Кроме курьерских за Вагиным числились другие, более почетные обязанности. После похорон пришлось адаптировать для крестьянских масс актуальную статью «Как бороться с безнавозьем», сочиненную каким-то агрономом, затем ждать, пока Надя перепишет ее на машинке, а после выправлять опечатки. К вечеру, как обычно, его отправили с гранками в губком, там прицепились к опубликованным под рубрикой «Из прошлого Прикамья» стихам самозваного принца Голкондского:

 
Окончевает свой живот
Голконды принц Шивабрамот
В краю, где гибельными хлады
Окованы Рифейски грады,
И полунощна, слышно, тьма
Созиждет немощи ума.
 

Эти вирши нашли в бумагах Губернской архивной комиссии, во вступлении Осипов пылко ими восхищался, но в губкоме они восторга не вызвали. О контрреволюции, правда, речи не заходило, стихи велено было убрать на том, не лишенном, в общем-то, смысла, основании, что если печатать всех сумасшедших, бумаги не хватит.
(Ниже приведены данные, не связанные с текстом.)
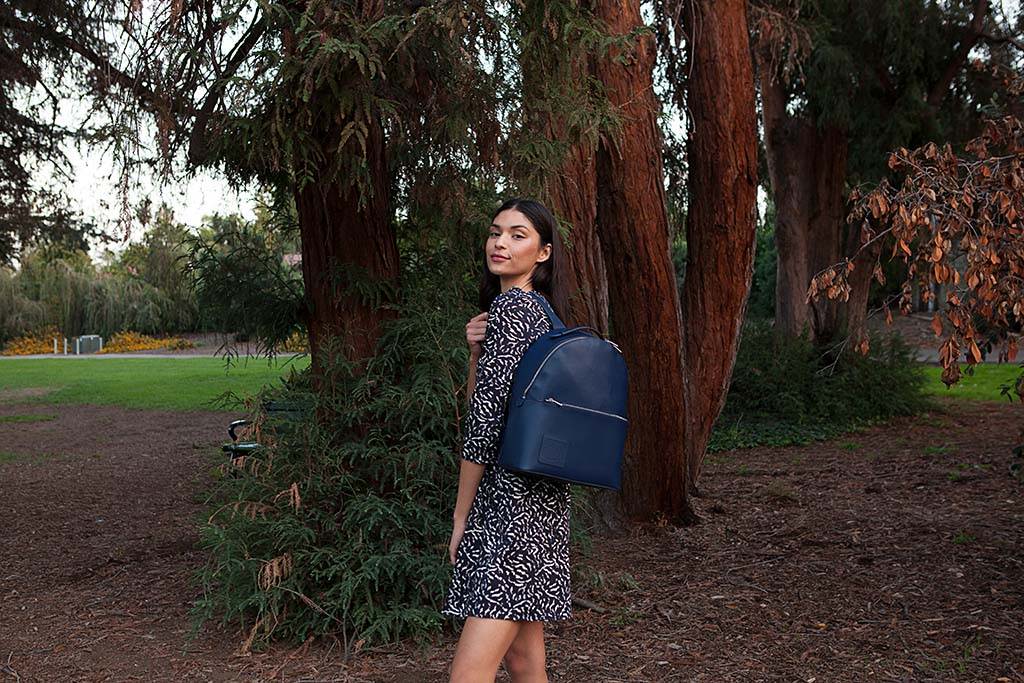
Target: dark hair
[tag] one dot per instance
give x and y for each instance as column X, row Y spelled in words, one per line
column 547, row 278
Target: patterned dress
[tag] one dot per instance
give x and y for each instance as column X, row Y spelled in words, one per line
column 513, row 559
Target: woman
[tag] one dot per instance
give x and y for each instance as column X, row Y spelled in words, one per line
column 511, row 530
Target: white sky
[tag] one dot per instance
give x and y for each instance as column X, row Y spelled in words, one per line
column 94, row 190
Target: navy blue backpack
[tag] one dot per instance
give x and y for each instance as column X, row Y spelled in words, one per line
column 566, row 412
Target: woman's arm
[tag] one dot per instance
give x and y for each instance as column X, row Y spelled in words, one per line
column 470, row 473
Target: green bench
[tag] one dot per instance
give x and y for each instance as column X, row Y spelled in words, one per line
column 281, row 417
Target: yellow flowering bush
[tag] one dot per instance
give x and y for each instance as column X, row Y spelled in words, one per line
column 39, row 342
column 123, row 342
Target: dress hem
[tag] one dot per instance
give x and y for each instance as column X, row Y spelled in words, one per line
column 510, row 617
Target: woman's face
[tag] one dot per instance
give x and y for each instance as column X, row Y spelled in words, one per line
column 514, row 247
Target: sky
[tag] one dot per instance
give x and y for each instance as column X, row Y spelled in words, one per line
column 94, row 189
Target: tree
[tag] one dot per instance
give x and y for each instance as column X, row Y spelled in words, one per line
column 721, row 220
column 955, row 220
column 841, row 84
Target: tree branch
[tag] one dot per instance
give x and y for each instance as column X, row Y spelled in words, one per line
column 198, row 141
column 968, row 39
column 142, row 92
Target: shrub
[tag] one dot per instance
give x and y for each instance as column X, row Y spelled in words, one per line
column 39, row 342
column 341, row 525
column 784, row 390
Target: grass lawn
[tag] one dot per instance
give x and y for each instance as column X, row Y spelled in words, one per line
column 177, row 384
column 982, row 385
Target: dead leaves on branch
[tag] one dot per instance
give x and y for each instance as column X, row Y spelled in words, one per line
column 956, row 221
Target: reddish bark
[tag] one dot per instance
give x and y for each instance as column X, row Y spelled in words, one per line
column 338, row 235
column 572, row 194
column 721, row 219
column 643, row 301
column 807, row 168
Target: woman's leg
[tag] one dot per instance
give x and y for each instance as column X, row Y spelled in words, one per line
column 524, row 660
column 481, row 646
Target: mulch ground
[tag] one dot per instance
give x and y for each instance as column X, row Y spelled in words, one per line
column 892, row 554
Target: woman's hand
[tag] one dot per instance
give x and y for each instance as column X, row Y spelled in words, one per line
column 475, row 331
column 457, row 530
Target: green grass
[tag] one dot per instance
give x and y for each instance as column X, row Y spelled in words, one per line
column 982, row 385
column 176, row 384
column 27, row 418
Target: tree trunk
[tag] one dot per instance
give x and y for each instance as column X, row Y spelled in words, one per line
column 339, row 239
column 633, row 228
column 573, row 198
column 807, row 168
column 722, row 216
column 854, row 309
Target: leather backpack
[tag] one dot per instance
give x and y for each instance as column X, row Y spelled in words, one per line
column 567, row 409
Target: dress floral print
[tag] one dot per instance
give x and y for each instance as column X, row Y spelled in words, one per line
column 513, row 560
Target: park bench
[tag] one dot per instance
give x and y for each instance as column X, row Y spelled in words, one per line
column 281, row 416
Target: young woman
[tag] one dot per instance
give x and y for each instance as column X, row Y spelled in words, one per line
column 511, row 531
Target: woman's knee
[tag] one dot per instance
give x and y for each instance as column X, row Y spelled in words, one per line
column 521, row 665
column 524, row 659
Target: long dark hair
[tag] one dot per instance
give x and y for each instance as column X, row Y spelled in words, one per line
column 547, row 278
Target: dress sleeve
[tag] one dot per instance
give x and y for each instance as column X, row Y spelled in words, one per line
column 510, row 332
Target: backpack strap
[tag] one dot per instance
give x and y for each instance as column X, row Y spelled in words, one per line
column 556, row 323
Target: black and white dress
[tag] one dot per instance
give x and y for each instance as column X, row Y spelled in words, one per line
column 513, row 560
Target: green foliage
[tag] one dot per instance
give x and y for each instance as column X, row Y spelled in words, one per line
column 873, row 65
column 242, row 282
column 363, row 547
column 785, row 391
column 18, row 314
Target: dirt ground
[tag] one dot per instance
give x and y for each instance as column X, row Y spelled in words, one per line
column 894, row 554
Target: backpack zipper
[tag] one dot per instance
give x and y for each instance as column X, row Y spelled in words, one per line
column 550, row 399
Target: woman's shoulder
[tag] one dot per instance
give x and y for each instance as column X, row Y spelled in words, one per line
column 517, row 302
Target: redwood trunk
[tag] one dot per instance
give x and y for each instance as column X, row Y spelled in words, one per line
column 643, row 302
column 807, row 168
column 339, row 238
column 722, row 215
column 573, row 199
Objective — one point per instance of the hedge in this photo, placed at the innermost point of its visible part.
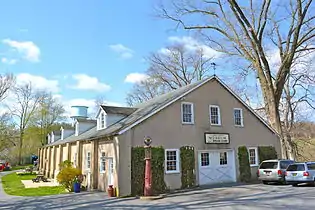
(187, 157)
(267, 153)
(244, 166)
(138, 170)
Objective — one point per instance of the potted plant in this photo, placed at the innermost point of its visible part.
(77, 184)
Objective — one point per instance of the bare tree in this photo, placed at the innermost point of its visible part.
(24, 109)
(251, 31)
(7, 133)
(174, 67)
(7, 81)
(49, 111)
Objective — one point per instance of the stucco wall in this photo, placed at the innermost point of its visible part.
(166, 129)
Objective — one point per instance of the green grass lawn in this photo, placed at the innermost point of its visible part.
(12, 185)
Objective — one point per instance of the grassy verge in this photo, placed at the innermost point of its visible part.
(12, 185)
(13, 168)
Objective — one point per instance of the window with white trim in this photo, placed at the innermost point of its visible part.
(187, 113)
(223, 158)
(102, 119)
(102, 162)
(238, 117)
(75, 159)
(88, 160)
(253, 156)
(205, 159)
(215, 118)
(172, 161)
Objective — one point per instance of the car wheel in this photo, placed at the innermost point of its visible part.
(264, 182)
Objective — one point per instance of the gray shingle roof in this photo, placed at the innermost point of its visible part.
(74, 138)
(118, 110)
(145, 109)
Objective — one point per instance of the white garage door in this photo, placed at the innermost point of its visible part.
(216, 167)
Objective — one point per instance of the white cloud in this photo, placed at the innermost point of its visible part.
(8, 61)
(135, 77)
(85, 82)
(123, 51)
(192, 45)
(38, 82)
(27, 49)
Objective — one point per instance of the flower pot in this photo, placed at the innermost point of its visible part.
(76, 187)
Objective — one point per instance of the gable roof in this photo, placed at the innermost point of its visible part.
(118, 110)
(151, 107)
(56, 133)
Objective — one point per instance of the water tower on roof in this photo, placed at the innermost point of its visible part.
(79, 112)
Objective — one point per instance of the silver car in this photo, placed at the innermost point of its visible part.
(273, 170)
(300, 173)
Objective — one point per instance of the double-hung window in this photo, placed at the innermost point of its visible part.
(102, 120)
(253, 156)
(215, 117)
(88, 160)
(187, 113)
(172, 161)
(238, 117)
(102, 162)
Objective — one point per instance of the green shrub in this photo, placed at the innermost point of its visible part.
(267, 153)
(138, 170)
(244, 166)
(68, 174)
(187, 157)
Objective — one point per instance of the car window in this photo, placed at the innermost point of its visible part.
(311, 166)
(269, 165)
(296, 167)
(285, 164)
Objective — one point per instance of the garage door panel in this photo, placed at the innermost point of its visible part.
(216, 167)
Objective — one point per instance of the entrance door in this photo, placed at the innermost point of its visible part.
(216, 167)
(110, 177)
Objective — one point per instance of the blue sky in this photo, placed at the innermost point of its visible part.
(54, 42)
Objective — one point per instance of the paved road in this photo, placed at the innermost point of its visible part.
(244, 197)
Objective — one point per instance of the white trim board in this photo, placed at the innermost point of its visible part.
(191, 90)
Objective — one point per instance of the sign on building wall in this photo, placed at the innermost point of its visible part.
(217, 138)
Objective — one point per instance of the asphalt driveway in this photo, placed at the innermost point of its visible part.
(255, 196)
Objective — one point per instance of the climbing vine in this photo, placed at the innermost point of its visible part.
(244, 167)
(267, 153)
(187, 159)
(138, 170)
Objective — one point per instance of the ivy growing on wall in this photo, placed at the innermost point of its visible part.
(244, 166)
(187, 159)
(267, 153)
(138, 170)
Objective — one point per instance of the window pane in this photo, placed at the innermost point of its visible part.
(237, 117)
(205, 159)
(223, 158)
(214, 113)
(252, 156)
(187, 112)
(171, 160)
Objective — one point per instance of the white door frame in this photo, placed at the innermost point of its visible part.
(217, 150)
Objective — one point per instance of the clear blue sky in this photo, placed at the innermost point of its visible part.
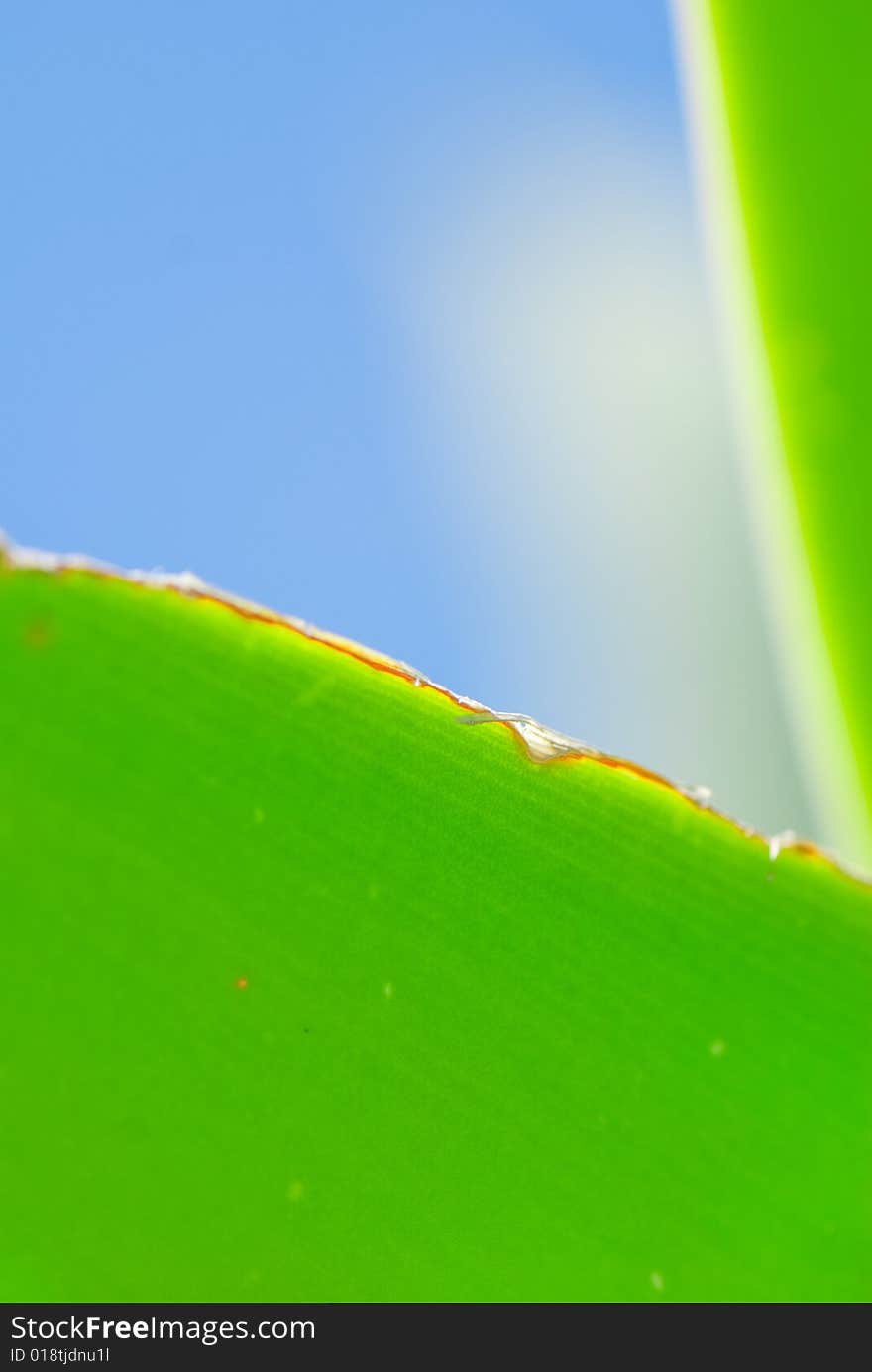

Надя ждала в редакции, Вагин пошел ее провожать, но не прямо на Сенную, а в обход, чтобы погулять подольше. Она рассказывала про гимназию, про то, как прошлой зимой утерла нос отцу Геннадию, который вел у них Закон Божий:

– Он и так-то неумный, а тут еще дернуло его беседовать с нами о большевизме. Стал говорить, что во всем виноваты учителя и родители, они будто бы не давали детям должного воспитания, не внушали им твердой веры в Бога, не заставляли говеть, ходить в церковь, поэтому дети вырастали неверующими, впадали в хулиганство и становились большевиками. Мне это показалось как-то плоско. Подняла руку, он спрашивает: «Чего тебе?» Я сказала, что у меня есть вопрос, встала и говорю: «Как раз перед большевистским переворотом мы ездили в гости к тете Жене в Москву. Я и моя двоюродная сестра Лена в поезде спали на одной полке, а ночью вагон сильно толкнуло, и на нас упал со стола стакан с водой, где были замочены клюква и лимон…» Он не вытерпел, говорит: «Что это ты такое рассказываешь, дитя мое? Какая клюква?» Я говорю: «Она была замочена в стакане с водой, который свалился на нас, когда мы ехали в Москву к тете Жене. Я и моя двоюродная сестра Лена легли спать, а ночью вагон сильно толкнуло…» Девочки фыркают, а он такой тупой, не понимает, что над ним издеваются. Говорит: «Что ты этим хочешь сказать?» А я: «Если на нас ночью упал стакан с водой, где были замочены клюква и лимон, может ли это быть знамение?» Он спрашивает: «Знамение чего?» – «Того, – отвечаю, – что всем нам при большевиках будет кисло». Села и смотрю невинными глазами.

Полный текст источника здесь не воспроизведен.